The young man was shocked by the coolness of the Commandant. The former felt as if a pail of icy water had been thrown upon him, when Arnold answered:
“Now that they have money I hope that they will pay their debt to me.”
This kind of talk Jack had not heard before. He resented it but answered calmly: “A war and an army is a great extravagance for a young nation that has not yet learned the imperial art of gathering taxes. Many of us are going unpaid but if we get liberty it will be worth all it costs.”
“That sounds well but there are some of us who are also in need of justice,” Arnold answered as he turned away.
“General, you who have not been dismayed by force will never, I am sure, surrender to discouragement,” said Jack.
The fiery Arnold turned suddenly and lifting his cane in a threatening manner said in a loud voice:
“Would you reprimand me—you damned upstart?”
“General, you may strike me, if you will, but I can not help saying that we young men must look to you older ones for a good example.”
Very calmly and politely the young man spoke these words. He towered above the man Arnold in spirit and stature. The latter did not commit the folly of striking him but with a look of scorn ordered him to leave the office.
Jack obeyed the order and went at once to call upon his old friend, Governor Reed. He told the Governor of his falling out with the Major-General.

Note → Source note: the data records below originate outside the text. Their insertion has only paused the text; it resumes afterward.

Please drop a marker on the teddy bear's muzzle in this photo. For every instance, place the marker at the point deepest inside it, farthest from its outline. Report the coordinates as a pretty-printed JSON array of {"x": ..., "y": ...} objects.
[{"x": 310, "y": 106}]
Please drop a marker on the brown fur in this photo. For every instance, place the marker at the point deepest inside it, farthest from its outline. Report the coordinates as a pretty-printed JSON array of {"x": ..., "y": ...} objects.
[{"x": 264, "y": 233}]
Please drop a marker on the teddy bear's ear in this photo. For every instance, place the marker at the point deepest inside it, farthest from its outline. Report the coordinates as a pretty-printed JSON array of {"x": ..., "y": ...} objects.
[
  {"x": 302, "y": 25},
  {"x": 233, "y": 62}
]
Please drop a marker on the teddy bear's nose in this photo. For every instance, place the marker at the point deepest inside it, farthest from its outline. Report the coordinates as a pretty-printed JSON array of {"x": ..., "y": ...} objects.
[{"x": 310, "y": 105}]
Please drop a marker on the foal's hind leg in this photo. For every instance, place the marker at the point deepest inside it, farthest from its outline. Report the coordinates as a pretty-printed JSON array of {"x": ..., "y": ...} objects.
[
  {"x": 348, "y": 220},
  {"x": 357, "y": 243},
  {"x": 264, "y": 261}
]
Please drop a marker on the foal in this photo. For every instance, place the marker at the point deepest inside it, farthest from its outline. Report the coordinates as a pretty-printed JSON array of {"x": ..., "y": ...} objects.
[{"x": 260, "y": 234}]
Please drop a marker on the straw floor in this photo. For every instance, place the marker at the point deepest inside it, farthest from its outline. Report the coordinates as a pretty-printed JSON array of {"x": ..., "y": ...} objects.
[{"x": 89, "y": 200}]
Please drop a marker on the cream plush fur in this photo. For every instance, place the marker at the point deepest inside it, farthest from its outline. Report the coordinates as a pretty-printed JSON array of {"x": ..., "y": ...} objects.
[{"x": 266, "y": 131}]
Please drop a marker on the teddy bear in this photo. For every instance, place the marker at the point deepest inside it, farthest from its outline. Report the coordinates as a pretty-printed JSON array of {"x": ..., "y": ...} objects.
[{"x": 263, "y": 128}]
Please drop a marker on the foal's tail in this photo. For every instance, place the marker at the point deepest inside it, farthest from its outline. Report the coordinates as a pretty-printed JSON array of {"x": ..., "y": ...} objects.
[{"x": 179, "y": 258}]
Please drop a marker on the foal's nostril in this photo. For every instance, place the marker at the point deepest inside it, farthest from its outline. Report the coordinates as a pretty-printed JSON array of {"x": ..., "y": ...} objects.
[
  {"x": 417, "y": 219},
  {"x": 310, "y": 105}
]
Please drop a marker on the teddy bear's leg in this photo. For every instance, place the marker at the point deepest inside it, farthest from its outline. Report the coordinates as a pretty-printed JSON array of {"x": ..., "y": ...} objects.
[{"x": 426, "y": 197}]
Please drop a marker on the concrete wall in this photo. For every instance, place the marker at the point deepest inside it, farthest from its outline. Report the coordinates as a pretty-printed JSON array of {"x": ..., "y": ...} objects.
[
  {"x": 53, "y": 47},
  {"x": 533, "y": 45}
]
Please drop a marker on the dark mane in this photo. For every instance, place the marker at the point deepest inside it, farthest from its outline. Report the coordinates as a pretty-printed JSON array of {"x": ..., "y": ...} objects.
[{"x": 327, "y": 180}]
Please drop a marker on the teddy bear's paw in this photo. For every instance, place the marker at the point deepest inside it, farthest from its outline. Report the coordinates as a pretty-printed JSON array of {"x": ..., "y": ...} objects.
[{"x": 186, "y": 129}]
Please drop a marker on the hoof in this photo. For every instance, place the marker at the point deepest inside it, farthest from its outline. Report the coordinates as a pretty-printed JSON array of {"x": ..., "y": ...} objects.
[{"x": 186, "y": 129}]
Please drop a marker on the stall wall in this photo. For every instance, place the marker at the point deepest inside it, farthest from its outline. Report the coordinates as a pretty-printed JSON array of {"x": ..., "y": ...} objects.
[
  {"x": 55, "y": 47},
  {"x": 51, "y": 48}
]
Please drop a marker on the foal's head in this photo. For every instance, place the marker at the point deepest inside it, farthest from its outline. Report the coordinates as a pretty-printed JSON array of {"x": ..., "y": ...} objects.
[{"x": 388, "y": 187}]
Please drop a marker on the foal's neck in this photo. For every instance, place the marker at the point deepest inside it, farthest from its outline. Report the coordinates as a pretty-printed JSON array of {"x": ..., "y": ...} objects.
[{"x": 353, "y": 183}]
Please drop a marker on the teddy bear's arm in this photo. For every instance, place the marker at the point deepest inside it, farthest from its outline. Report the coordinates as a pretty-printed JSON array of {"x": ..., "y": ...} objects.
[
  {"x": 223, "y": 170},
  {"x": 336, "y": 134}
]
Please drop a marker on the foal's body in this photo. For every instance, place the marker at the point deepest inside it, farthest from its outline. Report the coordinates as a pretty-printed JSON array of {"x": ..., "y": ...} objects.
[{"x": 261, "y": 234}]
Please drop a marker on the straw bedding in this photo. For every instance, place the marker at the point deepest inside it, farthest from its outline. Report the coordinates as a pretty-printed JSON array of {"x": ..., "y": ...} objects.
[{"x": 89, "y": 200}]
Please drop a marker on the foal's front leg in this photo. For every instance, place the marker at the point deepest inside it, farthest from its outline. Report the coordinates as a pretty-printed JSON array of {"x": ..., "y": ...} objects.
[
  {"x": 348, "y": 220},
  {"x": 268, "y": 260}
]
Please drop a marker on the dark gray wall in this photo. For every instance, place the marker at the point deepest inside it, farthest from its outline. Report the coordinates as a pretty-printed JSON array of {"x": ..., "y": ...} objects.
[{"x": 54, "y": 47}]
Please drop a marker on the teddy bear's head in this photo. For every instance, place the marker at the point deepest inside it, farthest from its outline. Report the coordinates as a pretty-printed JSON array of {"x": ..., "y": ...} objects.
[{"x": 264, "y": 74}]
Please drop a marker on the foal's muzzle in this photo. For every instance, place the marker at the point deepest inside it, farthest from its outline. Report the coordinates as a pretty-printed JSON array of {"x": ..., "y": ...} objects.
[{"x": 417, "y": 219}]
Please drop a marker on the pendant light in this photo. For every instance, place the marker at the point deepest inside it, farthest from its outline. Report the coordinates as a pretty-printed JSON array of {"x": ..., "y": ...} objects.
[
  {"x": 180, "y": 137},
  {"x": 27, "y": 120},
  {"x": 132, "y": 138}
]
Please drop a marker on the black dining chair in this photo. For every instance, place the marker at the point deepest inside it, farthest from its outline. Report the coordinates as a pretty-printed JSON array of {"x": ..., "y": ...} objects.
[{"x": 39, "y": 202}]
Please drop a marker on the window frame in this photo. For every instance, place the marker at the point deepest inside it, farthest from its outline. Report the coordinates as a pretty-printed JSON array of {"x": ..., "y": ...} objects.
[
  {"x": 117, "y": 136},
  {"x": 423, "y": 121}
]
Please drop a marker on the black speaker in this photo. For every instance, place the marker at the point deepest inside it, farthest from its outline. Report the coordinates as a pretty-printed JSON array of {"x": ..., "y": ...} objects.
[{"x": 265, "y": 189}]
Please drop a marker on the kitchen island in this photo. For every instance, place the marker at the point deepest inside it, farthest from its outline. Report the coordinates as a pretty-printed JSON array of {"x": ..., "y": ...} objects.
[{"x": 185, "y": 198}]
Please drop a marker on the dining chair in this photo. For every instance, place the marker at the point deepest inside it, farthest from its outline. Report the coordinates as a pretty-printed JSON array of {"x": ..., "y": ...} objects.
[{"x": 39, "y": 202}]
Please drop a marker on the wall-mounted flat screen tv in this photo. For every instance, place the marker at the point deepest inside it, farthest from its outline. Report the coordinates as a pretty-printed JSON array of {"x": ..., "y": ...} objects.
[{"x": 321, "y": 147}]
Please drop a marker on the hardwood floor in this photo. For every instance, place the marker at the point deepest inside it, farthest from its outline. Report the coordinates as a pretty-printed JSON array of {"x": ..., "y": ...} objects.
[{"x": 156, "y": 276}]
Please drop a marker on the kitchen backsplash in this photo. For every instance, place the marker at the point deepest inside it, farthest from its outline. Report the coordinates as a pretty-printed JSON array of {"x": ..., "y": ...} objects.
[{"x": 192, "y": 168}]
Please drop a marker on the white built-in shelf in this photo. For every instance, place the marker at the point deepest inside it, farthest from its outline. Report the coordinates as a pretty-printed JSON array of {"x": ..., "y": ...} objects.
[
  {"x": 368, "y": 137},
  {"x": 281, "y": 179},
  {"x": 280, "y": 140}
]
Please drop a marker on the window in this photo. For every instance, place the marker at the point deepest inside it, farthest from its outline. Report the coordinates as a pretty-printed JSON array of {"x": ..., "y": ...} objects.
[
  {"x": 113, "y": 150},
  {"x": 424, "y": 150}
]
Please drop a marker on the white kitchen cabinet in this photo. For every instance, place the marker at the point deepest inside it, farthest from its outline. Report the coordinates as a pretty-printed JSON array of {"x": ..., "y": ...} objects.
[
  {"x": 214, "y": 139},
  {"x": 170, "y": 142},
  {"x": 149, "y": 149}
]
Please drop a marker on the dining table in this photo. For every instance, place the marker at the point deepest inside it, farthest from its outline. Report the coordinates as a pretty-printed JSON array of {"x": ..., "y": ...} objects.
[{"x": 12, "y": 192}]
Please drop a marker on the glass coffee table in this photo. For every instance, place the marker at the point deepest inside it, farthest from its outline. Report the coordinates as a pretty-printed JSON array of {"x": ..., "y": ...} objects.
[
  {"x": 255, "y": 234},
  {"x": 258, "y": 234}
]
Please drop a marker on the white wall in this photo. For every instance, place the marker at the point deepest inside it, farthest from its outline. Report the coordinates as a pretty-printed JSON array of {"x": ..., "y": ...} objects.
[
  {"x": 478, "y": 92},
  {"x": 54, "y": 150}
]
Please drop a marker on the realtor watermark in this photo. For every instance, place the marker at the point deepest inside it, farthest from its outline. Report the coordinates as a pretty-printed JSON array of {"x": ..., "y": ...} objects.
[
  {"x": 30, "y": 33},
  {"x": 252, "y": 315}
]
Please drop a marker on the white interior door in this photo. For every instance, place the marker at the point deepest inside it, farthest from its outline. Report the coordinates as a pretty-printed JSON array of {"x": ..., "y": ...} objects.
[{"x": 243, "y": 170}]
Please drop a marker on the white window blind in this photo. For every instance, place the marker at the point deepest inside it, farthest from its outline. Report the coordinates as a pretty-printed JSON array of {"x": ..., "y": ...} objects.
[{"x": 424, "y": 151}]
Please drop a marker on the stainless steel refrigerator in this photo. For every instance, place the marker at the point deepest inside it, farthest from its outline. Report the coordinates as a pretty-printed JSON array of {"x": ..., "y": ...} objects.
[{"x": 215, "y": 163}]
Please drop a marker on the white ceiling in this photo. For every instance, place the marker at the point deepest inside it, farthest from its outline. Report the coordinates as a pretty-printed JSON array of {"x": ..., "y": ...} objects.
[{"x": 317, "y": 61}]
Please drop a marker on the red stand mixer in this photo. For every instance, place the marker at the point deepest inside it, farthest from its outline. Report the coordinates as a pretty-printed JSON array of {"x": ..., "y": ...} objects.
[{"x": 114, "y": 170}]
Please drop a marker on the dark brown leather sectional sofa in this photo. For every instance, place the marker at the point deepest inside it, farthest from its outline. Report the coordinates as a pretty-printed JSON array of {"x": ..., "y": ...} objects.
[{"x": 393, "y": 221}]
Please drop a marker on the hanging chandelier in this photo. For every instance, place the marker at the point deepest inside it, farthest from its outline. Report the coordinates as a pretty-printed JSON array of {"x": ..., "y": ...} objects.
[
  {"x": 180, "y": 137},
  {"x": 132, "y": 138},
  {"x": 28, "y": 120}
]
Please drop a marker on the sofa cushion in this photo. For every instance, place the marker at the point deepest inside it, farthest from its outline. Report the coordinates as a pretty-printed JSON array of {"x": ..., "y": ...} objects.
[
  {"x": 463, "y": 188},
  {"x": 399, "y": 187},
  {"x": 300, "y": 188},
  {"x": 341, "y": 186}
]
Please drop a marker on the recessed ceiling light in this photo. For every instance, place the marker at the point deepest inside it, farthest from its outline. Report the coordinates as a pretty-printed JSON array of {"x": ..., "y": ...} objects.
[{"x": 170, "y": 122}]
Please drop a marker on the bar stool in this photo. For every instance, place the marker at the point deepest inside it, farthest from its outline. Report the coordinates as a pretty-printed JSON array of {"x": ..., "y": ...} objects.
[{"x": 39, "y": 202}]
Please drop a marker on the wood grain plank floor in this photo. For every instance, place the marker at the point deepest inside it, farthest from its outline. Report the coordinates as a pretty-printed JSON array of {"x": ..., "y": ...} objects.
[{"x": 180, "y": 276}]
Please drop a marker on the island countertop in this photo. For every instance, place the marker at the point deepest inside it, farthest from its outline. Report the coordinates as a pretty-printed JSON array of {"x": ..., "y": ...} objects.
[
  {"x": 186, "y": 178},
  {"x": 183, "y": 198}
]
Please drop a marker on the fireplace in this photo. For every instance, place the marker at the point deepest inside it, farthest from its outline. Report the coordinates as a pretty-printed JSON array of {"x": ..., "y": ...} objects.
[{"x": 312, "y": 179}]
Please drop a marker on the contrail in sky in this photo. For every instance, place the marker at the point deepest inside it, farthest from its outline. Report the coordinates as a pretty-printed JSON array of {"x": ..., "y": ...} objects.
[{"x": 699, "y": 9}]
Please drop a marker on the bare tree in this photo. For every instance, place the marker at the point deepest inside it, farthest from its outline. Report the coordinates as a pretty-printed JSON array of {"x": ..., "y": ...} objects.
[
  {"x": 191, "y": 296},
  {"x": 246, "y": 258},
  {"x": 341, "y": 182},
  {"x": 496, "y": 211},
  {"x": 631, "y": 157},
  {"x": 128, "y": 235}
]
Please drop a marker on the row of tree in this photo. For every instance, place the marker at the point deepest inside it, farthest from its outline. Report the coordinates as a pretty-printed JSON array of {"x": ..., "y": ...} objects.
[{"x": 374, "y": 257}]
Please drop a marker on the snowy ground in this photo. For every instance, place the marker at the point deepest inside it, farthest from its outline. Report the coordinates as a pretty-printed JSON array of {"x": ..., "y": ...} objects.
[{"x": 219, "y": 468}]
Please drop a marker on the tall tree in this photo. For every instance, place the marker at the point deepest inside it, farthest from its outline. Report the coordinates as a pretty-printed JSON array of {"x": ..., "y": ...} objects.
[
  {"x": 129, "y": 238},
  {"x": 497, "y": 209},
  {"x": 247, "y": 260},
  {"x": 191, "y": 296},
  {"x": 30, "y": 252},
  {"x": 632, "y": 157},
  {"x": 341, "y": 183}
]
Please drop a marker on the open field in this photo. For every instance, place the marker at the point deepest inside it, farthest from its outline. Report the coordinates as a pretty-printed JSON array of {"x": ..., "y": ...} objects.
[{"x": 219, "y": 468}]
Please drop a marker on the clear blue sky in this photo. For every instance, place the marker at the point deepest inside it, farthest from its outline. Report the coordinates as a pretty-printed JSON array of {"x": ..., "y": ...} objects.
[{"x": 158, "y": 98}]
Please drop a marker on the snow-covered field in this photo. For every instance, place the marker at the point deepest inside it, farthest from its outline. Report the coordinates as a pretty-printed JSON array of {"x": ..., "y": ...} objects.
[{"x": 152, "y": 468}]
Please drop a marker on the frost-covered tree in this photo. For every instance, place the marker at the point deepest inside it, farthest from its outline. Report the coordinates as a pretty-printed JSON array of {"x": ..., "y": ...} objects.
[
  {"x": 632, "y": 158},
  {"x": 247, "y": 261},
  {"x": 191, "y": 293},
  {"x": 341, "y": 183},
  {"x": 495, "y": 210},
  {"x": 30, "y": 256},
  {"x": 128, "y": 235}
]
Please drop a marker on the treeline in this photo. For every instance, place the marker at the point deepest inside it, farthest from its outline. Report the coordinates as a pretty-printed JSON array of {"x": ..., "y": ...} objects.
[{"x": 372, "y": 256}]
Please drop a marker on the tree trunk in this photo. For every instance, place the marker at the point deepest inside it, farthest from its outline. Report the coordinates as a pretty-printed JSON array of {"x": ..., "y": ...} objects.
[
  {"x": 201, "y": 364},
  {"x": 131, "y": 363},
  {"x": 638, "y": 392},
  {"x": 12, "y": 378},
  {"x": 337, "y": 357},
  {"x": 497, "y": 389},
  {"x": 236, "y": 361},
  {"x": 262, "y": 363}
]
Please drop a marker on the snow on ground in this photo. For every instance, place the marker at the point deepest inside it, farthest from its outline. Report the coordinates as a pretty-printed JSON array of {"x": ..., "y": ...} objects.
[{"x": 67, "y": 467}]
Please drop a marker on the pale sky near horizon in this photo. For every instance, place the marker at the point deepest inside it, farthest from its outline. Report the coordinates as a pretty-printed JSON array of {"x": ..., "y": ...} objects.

“Arnold is a sordid, selfish man and a source of great danger to our cause,” said the Governor. “He is vain and loves display and is living far beyond his means. To maintain his extravagance he has resorted to privateering and speculation, and none of it has been successful. He is deeply involved in debt. It is charged that he has used his military authority for private gain. He was tried by a court-martial but escaped with only a reprimand from the Commander-in-Chief. He is thick with the Tories. He is the type of man who would sell his master for thirty pieces of silver.”